As the show moves towards the present, there’s a subtle decline in throb. There are more air miles and hotel rooms, more and more abstract prints, photos of Black Lives Matter and anti-Boko Haram demonstrations, a listening room for Tillmans’ Moon in Earthlight LP released in 2022. Mostly they lack the humidity and humour, the analogue textures of his earlier work. Two exceptions: Sendeschluss, End of Broadcast I (2014) – a large photograph comprising the video static he found on a Saint Petersburg hotel television set; and 17 Years’ Supply (2017), a print showing a cardboard box stuffed with the bottles of medical supplies that have kept Tillmans alive.
These days, there are new viruses killing millions around the world.
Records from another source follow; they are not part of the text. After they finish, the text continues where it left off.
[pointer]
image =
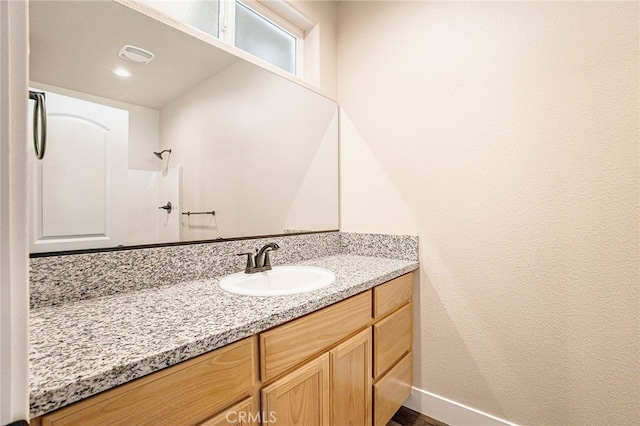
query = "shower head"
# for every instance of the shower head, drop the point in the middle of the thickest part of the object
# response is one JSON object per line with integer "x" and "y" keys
{"x": 159, "y": 154}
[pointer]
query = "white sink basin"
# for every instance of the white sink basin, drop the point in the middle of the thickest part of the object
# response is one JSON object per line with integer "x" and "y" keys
{"x": 279, "y": 281}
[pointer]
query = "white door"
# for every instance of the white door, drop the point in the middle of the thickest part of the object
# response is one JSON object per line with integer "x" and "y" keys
{"x": 80, "y": 187}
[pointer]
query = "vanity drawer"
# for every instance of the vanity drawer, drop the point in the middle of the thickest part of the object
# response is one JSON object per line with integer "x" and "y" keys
{"x": 389, "y": 296}
{"x": 392, "y": 390}
{"x": 287, "y": 345}
{"x": 184, "y": 394}
{"x": 392, "y": 338}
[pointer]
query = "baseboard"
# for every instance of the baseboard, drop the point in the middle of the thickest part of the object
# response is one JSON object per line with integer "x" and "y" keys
{"x": 450, "y": 412}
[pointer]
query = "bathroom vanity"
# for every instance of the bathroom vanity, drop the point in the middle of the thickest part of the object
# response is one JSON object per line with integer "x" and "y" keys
{"x": 338, "y": 355}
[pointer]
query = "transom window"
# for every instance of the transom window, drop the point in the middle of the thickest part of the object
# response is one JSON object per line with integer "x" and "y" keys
{"x": 246, "y": 24}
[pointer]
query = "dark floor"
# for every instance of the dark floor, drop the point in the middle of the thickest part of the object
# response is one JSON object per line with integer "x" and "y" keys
{"x": 408, "y": 417}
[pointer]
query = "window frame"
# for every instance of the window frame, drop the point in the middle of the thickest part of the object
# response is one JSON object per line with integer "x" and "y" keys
{"x": 227, "y": 22}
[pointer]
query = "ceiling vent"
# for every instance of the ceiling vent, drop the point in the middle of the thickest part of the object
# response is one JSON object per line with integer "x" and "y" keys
{"x": 135, "y": 54}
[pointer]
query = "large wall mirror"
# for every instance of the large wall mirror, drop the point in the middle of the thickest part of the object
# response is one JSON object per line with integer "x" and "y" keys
{"x": 234, "y": 149}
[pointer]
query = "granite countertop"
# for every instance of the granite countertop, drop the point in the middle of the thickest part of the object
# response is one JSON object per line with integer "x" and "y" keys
{"x": 85, "y": 347}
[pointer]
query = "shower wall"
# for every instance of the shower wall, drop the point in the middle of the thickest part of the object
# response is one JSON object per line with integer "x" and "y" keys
{"x": 147, "y": 191}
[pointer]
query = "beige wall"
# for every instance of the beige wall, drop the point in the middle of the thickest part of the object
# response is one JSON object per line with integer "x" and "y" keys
{"x": 259, "y": 150}
{"x": 320, "y": 44}
{"x": 505, "y": 135}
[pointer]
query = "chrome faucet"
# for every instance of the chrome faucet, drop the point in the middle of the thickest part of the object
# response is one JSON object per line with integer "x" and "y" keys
{"x": 260, "y": 262}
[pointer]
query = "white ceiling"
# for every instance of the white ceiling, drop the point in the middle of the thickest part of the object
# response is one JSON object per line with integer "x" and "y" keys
{"x": 75, "y": 45}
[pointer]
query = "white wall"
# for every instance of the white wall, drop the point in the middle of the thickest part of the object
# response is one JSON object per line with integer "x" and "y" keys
{"x": 254, "y": 147}
{"x": 144, "y": 126}
{"x": 320, "y": 45}
{"x": 14, "y": 284}
{"x": 505, "y": 135}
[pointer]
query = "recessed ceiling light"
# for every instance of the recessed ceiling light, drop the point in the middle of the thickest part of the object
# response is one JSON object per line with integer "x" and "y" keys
{"x": 135, "y": 54}
{"x": 122, "y": 72}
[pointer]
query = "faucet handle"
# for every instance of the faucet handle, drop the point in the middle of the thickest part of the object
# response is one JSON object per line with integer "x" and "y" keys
{"x": 249, "y": 261}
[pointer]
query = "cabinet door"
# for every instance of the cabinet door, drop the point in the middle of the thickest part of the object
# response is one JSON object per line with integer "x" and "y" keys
{"x": 301, "y": 397}
{"x": 393, "y": 337}
{"x": 351, "y": 381}
{"x": 392, "y": 390}
{"x": 244, "y": 413}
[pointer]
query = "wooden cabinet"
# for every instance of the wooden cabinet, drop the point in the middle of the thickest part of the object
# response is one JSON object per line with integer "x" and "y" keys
{"x": 186, "y": 394}
{"x": 392, "y": 356}
{"x": 347, "y": 364}
{"x": 392, "y": 389}
{"x": 351, "y": 381}
{"x": 245, "y": 413}
{"x": 301, "y": 397}
{"x": 287, "y": 345}
{"x": 368, "y": 341}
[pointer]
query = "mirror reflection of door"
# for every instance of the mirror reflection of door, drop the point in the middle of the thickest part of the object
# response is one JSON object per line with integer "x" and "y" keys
{"x": 79, "y": 188}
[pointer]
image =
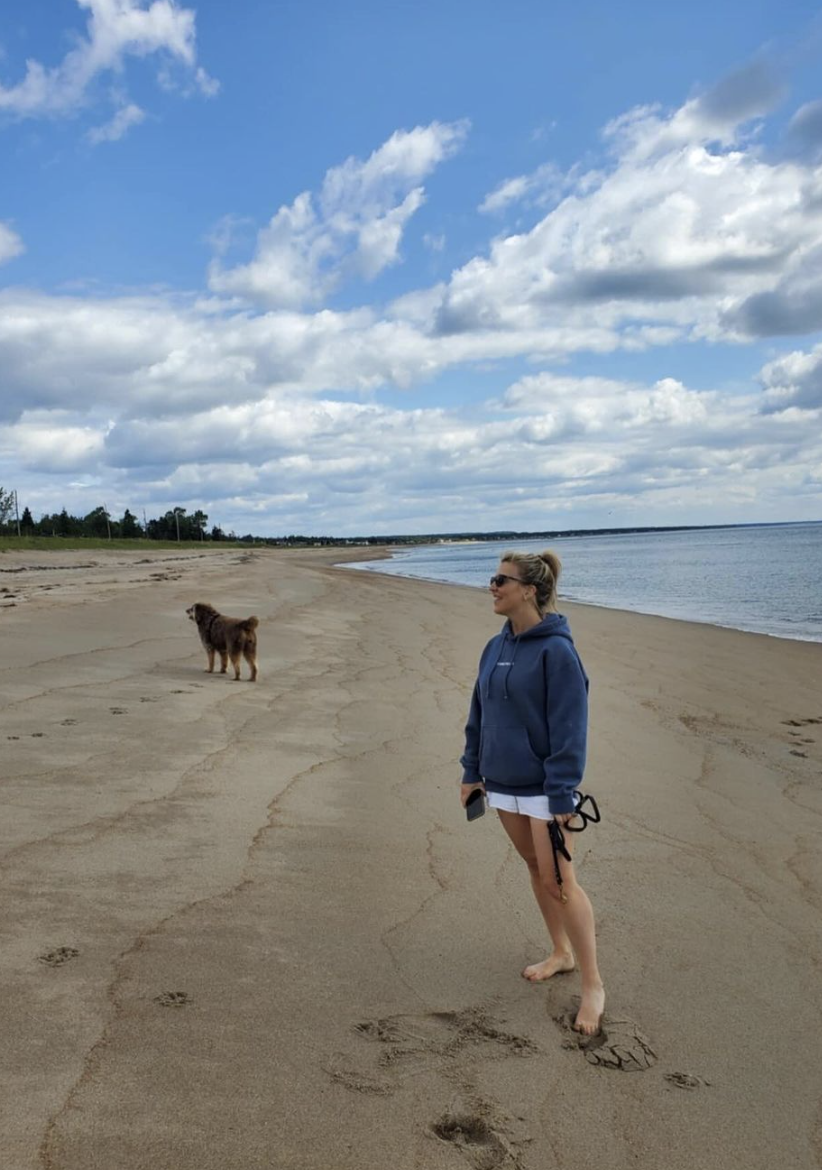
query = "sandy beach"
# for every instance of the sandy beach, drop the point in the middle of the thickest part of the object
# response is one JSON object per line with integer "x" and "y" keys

So many downtowns have been gentrified and clubbing spaces priced out of existence. Cultural nationalists across Europe embrace and weaponise homophobia. The United Kingdom, to Tillmans’ chagrin, is no longer part of the European Union. The forward motion and liquid modernity he once celebrated are now in short supply. To look without fear? Would that we were able to do so.
Wolfgang Tillmans: To look without fear is at the Museum of Modern Art, New York, until 1 January 2023.